Jay Leno: So let's see: President Bush is on a 10-day vacation, Congress is on a month-long vacation, and Joe Lieberman is on a permanent vacation.

The Daily Show

Jon Stewart: Sam, what do you make of Lieberman's decision to press forward in this race as an independent?

Samantha Bee: Well, Jon, he's no quitter. In fact, sources in his campaign tell me if he loses again in November, he'll start his own Senate.

The Daily Show

Stewart: But the real story was not the un-blinking, yet gleeful winner, but the sore loser-man, if you will -- who seemed blissfully unaware of the reality of the situation.

Sen. Joe Lieberman, D-Conn. [clip]: I'm a sports fan, so I'm going to use a sports comparison. As I see it, in this campaign, we've just finished the first half and the Lamont team is ahead.

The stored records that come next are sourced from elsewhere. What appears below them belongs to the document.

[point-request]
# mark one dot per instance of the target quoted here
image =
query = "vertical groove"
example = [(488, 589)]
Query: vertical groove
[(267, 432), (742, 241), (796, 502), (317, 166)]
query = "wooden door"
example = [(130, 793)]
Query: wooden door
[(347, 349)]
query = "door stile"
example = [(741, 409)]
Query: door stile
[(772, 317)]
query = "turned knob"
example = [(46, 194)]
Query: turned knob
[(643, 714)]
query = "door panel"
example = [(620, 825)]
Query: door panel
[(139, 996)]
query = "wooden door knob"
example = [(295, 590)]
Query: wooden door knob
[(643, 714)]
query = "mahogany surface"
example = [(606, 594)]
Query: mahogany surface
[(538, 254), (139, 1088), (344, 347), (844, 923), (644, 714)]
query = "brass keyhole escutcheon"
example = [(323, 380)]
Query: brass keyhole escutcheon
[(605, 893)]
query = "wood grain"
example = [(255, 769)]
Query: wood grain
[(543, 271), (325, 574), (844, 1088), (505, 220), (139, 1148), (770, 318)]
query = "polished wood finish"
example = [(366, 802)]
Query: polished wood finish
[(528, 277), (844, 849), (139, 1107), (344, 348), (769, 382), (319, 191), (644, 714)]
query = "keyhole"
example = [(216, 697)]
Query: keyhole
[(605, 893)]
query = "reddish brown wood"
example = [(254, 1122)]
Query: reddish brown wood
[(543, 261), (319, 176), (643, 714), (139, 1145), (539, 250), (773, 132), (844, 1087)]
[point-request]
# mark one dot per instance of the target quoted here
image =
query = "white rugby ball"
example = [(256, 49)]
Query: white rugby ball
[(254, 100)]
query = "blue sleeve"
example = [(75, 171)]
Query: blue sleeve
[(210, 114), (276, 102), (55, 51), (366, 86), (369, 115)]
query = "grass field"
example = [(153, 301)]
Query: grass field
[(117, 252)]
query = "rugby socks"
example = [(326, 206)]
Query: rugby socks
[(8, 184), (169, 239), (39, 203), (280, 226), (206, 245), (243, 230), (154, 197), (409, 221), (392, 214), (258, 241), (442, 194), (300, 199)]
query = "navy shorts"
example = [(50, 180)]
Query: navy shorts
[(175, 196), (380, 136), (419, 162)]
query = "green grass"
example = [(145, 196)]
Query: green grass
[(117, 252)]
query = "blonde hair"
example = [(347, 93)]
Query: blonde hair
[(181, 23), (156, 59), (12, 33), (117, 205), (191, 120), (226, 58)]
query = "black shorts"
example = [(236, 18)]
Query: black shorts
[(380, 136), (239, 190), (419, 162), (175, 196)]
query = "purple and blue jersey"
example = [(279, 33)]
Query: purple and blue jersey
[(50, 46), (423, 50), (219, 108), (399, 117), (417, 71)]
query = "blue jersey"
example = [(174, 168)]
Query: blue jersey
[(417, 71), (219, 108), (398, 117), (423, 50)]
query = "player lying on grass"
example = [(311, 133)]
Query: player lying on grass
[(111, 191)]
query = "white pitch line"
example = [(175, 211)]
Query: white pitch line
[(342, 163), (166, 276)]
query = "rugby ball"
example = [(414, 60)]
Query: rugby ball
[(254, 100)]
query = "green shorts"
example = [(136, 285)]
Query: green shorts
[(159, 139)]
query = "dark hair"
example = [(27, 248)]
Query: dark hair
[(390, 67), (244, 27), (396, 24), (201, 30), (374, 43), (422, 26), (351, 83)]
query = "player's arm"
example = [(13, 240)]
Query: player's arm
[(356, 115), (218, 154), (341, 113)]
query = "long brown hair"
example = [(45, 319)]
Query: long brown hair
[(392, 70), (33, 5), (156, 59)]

Stewart: Perhaps I could, uh, offer my own, uh, sports comparison, if you will. There was a game, and you lost.

Late Show

David Letterman: It's time now for a segment called "George W. Bush: In a Nutshell." We think this coalesces everything. "George W. Bush: In a Nutshell."

President Bush [clip]: Oops.

The Tonight Show

Jay Leno: Actually, British authorities said they were able to detect the terrorist plot using a surveillance program that The New York Times hasn't gotten around to exposing yet. Remember the good old days, when the only bomb you had to worry about on the plane was the Rob Schneider movie? Remember? Remember, what happened to those days? "Oh, it's 'Deuce Bigalow!' "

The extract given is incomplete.